Re: About to install 4 push/pull pots...
I do a lot of alternative wiring (its a sickness), and to me the most versatile is the JP system. The most bang for the buck. I like the fact that the outer appearence of the guitar is unchanged and there's no unreliable batteries involved. I have it in warm-toned guitars: Epi LP's & 335's. It pretty well covers the bases of series/parallel/coil cut/phase. That's most of what you can get by changing current flow & magnet polarity.
Other options will do some interesting things, but not as many, and are useful for when you don't want to go all out:
Spin-a-split - by converting the tone pot to a second volume control for one of the coils, you get coil cut & any degree of unbalanced coils that you want. This is the easiest alternative wiring & the cheapest, yet very versatile. You can do it on both PU's if you want, for endless blending options.
Coil cuts - Half the JP system. Keep the screw coil active on the neck, and the slug coil on the bridge. This gives you the warmer & louder bridge slug coil, plus you're noise-free when both on are together with coil cuts.
Phase/Series - the other half the JP system. You get a full volume out-of-phase sound, instead of the usual volume drop. Series for two PU's in full HB is loud, dark, & muddy. It's best when the neck is in coil cut & the bridge is in HB.
Parallel - Whereas coil cuts give you 50% of the ohms of a full series HB, parallel gives you only 25%. The low output and bright, thin sound is not really usable on the bridge, but viable on the neck. Many of us prefer coil cuts to parallel, as the sound is louder & has more bite, without much increase in hum.
Vari-tone switch - Great on paper, sucks in real life. Too many capacitors; the tones are weak & low output. Big disappointment. Nobody followed Gibson on this, which should tell you something (whereas everyone copied the super Strat concept).

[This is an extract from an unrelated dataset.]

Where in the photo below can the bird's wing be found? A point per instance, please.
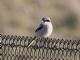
(39, 28)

I recommend push-pulls instead of mini-toggles, as there's no drilling. If you change to single-lead PU's later, you could end up with a guitar looking like a piece of Swiss cheese, which is not condusive to maintaining resale value. The JP system isn't hard; I did it on my second re-wiring. Print out the excellent diagram on this website & follow the colors. Use the SD diagrams for everything you need and you can't go wrong.